In light of the above concerns, including contradictory language and drafting errors in the bill, we respectfully request that the committee approve H.R. 365 as written, instead of the flawed replacement language.
2) H.R. 6311 would remove age restrictions on the purchase of more affordable “Copper plans.” We support this, with one additional change. The bill as written exacerbates a flaw in ACA requirements for these plans. Copper plans currently provide no benefits until the enrollee’s annual out of pocket limit has been reached, except that the plan must cover “at least 3 primary care visits.” The required primary care benefit in these plans increase costs and impede patient choice of Direct Primary Care and other independent physicians. Moreover, the requirement is bad policy as it essentially forces primary care to be handled in-network — great for the insurance companies but not for patients’ ability to keep their doctors. This flaw could be easily remedied by striking 42 U.S.C. 18022(e)(1)(B)(ii) or exempting Copper plan enrollees who are contracted with a DPC physician or otherwise prefer to pay out of pocket for their primary care.

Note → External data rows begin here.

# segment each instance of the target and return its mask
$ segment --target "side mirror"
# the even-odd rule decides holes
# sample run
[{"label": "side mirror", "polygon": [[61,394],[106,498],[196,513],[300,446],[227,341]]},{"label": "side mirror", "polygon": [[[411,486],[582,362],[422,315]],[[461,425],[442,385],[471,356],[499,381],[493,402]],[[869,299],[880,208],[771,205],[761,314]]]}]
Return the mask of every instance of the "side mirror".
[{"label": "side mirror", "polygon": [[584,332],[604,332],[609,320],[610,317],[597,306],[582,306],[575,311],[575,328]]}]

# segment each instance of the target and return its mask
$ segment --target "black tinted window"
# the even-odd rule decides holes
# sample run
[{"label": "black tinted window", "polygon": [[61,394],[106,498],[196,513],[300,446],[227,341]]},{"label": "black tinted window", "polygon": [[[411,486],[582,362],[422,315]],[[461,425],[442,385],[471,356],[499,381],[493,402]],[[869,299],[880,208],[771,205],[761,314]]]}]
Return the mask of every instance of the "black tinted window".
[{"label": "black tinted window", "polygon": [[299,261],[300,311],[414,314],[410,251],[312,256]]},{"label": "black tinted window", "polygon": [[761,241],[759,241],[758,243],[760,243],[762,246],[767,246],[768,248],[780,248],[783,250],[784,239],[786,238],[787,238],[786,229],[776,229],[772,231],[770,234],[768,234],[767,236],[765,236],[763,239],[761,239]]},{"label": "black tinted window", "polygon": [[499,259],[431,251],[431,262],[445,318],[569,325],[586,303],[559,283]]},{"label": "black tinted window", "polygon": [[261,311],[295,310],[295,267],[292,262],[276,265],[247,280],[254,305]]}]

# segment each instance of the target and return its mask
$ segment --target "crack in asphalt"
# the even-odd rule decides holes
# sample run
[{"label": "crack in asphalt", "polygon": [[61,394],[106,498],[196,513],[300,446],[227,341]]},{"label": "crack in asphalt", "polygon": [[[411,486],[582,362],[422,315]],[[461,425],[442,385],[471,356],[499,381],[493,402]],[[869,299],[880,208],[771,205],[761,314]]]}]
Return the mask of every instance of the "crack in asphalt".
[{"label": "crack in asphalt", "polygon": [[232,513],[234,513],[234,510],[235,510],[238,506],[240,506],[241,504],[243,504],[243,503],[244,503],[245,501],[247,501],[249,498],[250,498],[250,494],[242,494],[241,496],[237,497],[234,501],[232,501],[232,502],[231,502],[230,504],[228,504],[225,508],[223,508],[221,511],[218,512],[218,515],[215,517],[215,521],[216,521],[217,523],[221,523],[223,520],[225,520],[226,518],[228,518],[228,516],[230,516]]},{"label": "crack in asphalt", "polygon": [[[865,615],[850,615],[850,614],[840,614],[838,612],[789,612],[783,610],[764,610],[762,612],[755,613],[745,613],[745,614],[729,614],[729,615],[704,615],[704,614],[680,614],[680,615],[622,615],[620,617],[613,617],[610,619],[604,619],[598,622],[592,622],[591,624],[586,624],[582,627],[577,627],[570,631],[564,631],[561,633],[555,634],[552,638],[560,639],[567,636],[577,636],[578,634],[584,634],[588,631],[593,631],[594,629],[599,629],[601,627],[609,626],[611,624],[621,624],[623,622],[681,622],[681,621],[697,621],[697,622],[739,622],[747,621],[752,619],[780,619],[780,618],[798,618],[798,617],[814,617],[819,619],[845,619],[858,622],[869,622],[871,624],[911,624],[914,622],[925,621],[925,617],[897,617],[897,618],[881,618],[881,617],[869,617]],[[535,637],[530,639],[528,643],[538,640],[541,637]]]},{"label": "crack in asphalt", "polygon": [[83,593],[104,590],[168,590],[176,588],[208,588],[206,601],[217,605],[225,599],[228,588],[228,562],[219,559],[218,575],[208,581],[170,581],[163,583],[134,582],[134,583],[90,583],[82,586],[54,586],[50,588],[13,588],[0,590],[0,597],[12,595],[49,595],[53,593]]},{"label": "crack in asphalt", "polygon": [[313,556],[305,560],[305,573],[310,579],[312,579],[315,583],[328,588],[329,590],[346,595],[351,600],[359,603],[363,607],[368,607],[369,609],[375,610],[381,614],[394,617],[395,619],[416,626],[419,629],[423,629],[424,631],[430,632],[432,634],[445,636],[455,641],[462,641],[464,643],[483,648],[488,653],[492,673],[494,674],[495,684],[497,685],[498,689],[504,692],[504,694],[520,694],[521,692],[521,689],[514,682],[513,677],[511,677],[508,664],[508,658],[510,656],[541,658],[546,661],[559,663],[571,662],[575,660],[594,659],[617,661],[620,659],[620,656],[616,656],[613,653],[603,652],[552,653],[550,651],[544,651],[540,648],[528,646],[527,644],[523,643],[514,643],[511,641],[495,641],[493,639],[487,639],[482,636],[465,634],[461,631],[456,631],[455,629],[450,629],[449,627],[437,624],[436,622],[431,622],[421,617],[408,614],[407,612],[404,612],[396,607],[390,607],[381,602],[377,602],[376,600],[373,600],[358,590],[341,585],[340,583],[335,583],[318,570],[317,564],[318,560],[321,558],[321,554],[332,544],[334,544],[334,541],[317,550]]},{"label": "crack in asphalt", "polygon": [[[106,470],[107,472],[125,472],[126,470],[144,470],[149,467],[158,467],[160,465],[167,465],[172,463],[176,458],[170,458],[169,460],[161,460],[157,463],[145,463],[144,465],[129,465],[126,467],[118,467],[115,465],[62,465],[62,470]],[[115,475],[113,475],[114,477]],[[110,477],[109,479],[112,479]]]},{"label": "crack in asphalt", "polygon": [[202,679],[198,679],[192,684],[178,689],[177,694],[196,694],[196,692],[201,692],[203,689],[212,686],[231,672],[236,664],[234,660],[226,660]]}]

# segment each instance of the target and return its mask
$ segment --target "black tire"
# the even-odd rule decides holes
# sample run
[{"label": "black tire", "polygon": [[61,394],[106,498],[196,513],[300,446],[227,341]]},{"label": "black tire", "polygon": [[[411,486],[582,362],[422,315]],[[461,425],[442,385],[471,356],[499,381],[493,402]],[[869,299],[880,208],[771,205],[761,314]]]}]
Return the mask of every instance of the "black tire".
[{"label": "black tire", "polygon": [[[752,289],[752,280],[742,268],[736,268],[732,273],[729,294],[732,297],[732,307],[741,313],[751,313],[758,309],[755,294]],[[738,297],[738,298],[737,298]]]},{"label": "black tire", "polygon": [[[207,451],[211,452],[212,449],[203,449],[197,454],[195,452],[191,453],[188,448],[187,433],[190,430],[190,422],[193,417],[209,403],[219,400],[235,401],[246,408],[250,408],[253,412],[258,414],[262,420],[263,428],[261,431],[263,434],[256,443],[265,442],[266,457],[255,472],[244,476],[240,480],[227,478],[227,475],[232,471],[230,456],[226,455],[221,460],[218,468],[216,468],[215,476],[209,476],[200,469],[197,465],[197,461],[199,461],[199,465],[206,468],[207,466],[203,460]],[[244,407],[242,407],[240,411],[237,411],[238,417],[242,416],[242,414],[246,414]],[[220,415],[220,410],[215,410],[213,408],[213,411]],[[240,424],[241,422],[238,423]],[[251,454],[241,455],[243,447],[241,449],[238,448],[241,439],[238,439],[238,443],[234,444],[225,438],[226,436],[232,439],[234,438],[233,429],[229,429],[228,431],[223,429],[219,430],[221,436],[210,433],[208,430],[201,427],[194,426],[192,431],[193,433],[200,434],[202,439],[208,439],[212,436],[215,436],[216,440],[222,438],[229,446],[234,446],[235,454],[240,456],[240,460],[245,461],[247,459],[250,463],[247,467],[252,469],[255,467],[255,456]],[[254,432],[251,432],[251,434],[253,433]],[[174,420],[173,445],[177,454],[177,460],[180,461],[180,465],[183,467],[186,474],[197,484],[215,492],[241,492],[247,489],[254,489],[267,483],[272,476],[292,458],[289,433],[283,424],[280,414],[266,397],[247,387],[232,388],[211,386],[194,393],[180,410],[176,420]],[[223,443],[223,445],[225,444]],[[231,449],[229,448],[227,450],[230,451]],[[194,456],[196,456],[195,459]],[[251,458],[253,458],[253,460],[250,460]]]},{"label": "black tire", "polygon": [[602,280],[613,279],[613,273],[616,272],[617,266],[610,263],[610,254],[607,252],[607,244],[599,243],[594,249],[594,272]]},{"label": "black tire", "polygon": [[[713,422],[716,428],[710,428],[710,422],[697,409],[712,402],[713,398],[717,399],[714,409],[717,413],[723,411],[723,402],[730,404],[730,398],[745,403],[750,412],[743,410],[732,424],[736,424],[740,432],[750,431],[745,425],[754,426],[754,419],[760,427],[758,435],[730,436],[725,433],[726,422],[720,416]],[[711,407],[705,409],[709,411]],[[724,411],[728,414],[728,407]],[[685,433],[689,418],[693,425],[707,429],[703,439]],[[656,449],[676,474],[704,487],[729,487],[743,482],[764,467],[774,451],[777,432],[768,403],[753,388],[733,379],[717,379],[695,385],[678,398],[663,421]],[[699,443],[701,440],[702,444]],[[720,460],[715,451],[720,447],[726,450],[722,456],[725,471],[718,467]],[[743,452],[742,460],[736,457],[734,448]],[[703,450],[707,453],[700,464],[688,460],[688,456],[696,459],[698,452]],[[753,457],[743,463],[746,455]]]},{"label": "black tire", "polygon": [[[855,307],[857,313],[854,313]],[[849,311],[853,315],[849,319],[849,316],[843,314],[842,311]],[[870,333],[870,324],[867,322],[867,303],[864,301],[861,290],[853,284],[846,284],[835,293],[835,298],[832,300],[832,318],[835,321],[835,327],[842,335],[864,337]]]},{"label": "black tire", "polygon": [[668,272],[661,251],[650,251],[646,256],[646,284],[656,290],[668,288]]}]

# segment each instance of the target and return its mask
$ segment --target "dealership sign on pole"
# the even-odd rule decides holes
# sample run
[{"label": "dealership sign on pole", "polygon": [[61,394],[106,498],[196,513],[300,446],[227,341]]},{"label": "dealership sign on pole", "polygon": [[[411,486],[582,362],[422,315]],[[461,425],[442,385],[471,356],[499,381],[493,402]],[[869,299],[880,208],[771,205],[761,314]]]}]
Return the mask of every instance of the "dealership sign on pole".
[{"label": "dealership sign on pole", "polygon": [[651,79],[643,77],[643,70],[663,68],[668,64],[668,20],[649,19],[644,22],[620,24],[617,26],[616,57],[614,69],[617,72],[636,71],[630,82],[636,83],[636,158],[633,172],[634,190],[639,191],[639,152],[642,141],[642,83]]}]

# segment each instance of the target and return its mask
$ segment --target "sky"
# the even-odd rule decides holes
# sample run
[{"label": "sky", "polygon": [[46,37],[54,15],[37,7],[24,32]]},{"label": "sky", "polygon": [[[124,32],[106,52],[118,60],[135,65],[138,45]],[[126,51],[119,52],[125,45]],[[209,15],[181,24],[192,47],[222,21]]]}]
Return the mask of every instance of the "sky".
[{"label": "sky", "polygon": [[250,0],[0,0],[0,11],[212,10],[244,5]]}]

3) H.R. 6305 allows HSA-eligible plan design to include pre-deductible coverage for primary care at employer clinics or “retail clinics” defined as a healthcare facility located within a supermarket, pharmacy, or similar retail establishment.

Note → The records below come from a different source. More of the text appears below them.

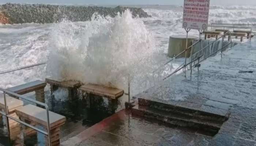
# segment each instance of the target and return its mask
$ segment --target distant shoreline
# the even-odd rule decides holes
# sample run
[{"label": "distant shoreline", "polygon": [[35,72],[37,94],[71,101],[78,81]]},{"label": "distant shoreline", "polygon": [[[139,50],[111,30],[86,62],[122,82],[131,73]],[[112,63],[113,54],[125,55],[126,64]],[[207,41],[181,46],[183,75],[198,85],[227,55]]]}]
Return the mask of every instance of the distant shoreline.
[{"label": "distant shoreline", "polygon": [[150,16],[138,8],[7,3],[0,5],[0,23],[47,23],[59,22],[64,19],[72,22],[86,21],[90,20],[95,12],[113,17],[127,9],[134,17]]}]

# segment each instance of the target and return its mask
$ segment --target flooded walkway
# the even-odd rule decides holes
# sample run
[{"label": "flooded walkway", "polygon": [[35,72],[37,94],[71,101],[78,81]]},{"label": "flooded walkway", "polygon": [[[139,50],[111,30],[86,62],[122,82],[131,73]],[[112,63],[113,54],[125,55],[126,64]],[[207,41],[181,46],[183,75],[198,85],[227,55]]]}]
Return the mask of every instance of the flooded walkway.
[{"label": "flooded walkway", "polygon": [[223,116],[213,137],[163,125],[122,110],[73,137],[63,146],[255,146],[256,42],[238,45],[135,96]]}]

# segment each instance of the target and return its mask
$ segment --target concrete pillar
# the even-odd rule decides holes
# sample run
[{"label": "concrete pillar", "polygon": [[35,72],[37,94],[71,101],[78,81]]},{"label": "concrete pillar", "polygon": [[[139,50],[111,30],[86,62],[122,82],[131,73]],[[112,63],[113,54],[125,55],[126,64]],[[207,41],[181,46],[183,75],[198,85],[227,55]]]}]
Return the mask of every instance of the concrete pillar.
[{"label": "concrete pillar", "polygon": [[76,94],[76,89],[68,89],[68,99],[69,100],[73,99]]},{"label": "concrete pillar", "polygon": [[241,42],[242,42],[243,39],[244,37],[243,36],[241,36],[241,38],[240,39],[240,41],[241,41]]},{"label": "concrete pillar", "polygon": [[250,35],[251,34],[251,33],[247,33],[247,39],[249,39],[250,38]]},{"label": "concrete pillar", "polygon": [[35,99],[38,101],[43,103],[45,103],[44,89],[42,89],[35,91]]},{"label": "concrete pillar", "polygon": [[[60,127],[57,127],[50,130],[51,141],[52,146],[59,146],[60,145]],[[49,146],[48,143],[48,137],[45,135],[45,146]]]},{"label": "concrete pillar", "polygon": [[[188,37],[188,47],[192,45],[193,41],[197,38],[196,36],[189,36]],[[175,35],[170,37],[168,55],[170,57],[173,57],[186,49],[186,36],[183,35]],[[190,55],[191,49],[187,52],[187,57]],[[178,58],[185,57],[185,53],[182,53]]]},{"label": "concrete pillar", "polygon": [[[34,126],[36,126],[36,124],[33,123],[30,121],[28,121],[22,118],[20,118],[21,120],[25,122],[30,125]],[[37,134],[37,131],[34,129],[26,126],[21,124],[20,125],[20,143],[22,144],[24,143],[24,141],[25,138],[26,137],[31,137]]]}]

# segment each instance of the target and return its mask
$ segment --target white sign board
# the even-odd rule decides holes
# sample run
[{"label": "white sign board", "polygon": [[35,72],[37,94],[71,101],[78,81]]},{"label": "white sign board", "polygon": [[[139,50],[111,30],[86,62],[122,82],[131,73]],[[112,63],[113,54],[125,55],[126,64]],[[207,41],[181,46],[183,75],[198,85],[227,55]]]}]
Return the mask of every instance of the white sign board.
[{"label": "white sign board", "polygon": [[210,5],[210,0],[184,0],[182,28],[207,30]]}]

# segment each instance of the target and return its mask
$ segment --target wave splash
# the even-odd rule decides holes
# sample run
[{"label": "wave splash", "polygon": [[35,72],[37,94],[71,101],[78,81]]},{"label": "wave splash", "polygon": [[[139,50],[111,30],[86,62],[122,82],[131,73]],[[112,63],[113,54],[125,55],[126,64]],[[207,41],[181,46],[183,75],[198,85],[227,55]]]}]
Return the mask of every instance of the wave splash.
[{"label": "wave splash", "polygon": [[54,25],[49,73],[59,79],[124,88],[128,76],[143,77],[151,72],[154,40],[141,20],[128,10],[114,18],[95,14],[91,20]]}]

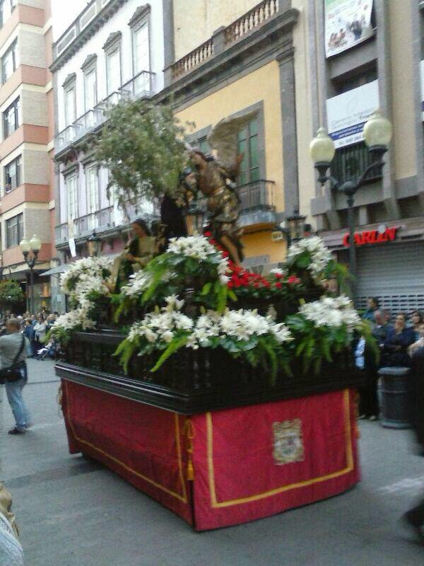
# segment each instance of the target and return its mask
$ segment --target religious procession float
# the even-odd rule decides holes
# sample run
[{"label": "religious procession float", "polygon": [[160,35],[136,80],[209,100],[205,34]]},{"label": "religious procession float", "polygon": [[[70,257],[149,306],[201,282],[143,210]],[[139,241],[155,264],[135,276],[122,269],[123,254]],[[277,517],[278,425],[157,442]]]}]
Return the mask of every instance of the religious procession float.
[{"label": "religious procession float", "polygon": [[[71,452],[198,531],[316,502],[359,479],[361,377],[351,344],[369,331],[348,297],[330,292],[344,274],[319,237],[293,243],[265,276],[242,267],[232,184],[241,158],[228,157],[240,126],[212,130],[216,157],[180,148],[178,189],[160,199],[153,236],[137,221],[113,262],[71,264],[61,285],[72,309],[52,330]],[[102,147],[115,134],[103,133]],[[191,168],[182,166],[187,154]],[[196,231],[199,202],[208,218]]]}]

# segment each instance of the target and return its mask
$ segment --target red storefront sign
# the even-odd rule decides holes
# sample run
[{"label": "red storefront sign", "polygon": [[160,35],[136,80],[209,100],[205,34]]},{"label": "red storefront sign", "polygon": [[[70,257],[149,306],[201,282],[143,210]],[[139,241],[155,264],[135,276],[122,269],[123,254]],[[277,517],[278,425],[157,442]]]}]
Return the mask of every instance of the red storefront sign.
[{"label": "red storefront sign", "polygon": [[[396,240],[399,226],[387,228],[384,232],[378,230],[365,230],[364,232],[356,232],[355,234],[355,245],[364,246],[367,243],[383,243],[384,242],[393,242]],[[349,233],[344,235],[343,245],[348,248]]]}]

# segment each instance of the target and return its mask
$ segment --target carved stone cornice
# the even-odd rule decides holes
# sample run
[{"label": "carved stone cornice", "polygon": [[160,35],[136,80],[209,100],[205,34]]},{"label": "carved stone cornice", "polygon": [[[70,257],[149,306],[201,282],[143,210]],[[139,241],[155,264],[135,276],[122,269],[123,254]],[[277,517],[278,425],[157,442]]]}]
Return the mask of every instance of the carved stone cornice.
[{"label": "carved stone cornice", "polygon": [[150,4],[139,6],[132,15],[131,20],[128,22],[129,27],[132,28],[142,18],[145,18],[148,14],[149,14],[151,11],[151,8]]}]

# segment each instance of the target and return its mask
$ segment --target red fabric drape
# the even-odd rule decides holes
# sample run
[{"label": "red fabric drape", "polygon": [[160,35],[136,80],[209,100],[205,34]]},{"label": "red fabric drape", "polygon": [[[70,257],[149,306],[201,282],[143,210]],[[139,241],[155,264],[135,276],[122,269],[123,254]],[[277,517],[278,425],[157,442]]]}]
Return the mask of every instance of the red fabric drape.
[{"label": "red fabric drape", "polygon": [[190,418],[64,381],[71,452],[105,463],[195,527],[244,523],[341,493],[358,481],[352,392]]}]

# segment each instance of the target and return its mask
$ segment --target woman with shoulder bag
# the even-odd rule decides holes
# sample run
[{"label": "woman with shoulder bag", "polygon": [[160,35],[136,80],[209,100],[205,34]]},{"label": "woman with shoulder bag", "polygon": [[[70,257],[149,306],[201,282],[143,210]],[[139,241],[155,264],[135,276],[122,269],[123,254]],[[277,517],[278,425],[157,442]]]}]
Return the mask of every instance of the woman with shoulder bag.
[{"label": "woman with shoulder bag", "polygon": [[29,342],[20,333],[17,318],[6,323],[8,334],[0,337],[0,379],[6,386],[7,400],[15,417],[15,427],[9,434],[22,434],[30,426],[30,417],[22,396],[28,381],[25,358]]}]

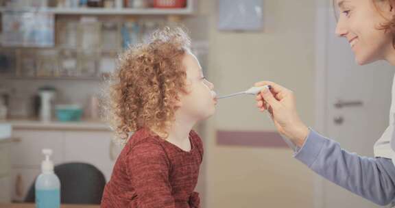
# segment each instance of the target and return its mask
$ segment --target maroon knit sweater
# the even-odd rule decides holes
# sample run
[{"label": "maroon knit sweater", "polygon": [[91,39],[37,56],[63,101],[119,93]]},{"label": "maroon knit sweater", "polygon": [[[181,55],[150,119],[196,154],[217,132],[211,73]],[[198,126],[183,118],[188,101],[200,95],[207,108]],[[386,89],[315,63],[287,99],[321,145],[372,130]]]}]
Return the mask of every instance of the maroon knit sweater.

AAPS objects to this provision as it improperly legislatively disincentivizes patients from seeking higher quality care at the facility of their choosing, for instance from their independent family doctor. HSAs are supposed to increase patient choice, not constrain it. Tax law should not be used to hand out advantages to special interests in this way. While increasing the flexibility of how HSAs harmonize with other health benefits is a laudable goal, it should not be done in a manner that pushes patients away from their preferred and trusted physicians.

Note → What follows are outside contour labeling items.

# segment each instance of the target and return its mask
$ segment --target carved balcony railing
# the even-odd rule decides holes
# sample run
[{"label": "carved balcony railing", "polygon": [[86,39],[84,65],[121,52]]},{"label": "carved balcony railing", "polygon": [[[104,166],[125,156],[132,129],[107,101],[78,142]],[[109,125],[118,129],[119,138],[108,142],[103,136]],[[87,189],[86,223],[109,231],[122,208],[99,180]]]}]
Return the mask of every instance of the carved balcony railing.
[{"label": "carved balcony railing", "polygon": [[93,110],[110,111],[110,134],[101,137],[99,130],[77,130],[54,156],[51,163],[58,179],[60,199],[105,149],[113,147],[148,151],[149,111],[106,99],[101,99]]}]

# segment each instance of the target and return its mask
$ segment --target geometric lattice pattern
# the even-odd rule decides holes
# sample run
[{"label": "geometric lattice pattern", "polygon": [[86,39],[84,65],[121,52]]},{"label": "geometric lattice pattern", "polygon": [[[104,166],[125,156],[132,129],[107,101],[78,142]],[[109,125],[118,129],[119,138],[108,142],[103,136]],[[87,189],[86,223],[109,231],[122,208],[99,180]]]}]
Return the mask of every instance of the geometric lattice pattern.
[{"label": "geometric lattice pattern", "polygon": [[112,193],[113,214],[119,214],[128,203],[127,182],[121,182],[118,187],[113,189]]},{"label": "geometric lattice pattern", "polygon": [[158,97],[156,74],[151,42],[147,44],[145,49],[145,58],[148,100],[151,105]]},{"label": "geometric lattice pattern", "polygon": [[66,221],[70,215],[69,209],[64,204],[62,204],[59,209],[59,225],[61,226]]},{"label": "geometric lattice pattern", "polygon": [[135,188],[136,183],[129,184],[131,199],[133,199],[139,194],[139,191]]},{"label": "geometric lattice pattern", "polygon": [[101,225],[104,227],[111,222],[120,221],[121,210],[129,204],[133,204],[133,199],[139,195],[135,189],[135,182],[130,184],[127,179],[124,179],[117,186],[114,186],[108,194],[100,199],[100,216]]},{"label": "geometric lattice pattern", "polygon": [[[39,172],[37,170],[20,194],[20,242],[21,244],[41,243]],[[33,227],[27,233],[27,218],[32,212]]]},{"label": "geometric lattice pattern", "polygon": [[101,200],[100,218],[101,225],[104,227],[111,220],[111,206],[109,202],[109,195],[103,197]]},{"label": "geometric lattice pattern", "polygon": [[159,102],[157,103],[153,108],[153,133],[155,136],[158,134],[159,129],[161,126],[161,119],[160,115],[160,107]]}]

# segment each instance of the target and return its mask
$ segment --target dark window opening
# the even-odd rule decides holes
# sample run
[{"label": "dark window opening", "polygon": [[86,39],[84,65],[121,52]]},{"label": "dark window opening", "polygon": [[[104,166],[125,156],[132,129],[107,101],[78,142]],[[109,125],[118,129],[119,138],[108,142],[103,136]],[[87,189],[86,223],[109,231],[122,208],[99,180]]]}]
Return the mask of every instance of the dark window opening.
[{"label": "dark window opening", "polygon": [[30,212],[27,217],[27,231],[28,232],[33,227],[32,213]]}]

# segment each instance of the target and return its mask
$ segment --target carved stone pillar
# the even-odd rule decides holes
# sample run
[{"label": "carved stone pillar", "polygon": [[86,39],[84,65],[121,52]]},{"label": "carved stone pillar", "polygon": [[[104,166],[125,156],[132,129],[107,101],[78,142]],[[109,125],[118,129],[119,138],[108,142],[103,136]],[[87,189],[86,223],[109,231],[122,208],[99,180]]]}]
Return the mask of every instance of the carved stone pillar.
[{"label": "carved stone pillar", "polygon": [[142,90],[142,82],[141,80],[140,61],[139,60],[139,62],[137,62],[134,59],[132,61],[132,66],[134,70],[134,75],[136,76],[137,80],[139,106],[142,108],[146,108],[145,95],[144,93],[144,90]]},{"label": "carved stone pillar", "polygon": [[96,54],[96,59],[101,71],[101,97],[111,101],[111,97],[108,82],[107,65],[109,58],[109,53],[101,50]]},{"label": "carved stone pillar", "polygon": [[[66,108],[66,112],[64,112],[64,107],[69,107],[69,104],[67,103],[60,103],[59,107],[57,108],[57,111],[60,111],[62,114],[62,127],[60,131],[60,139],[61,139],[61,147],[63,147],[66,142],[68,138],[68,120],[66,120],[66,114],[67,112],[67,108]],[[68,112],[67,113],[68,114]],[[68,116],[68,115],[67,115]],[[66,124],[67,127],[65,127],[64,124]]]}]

To avoid placing independent physicians at a government-created competitive disadvantage to employer run or corporate “retail clinics,” (often staffed by non-physicians), H.R. 6305 could be modified to allow employers to fund care for “qualified items and services” from independent physicians, whether through a Direct Primary Care agreement or fee for service, without jeopardizing employees’ ability to make tax-advantaged HSA contributions. Arrangements that include dispensing of prescription drugs should also not be precluded from eligibility as a qualified item or service.
Thank you for this opportunity to offer suggestions for improving the bills under consideration. If we can be of further assistance, please do not hesitate to reach out at any time.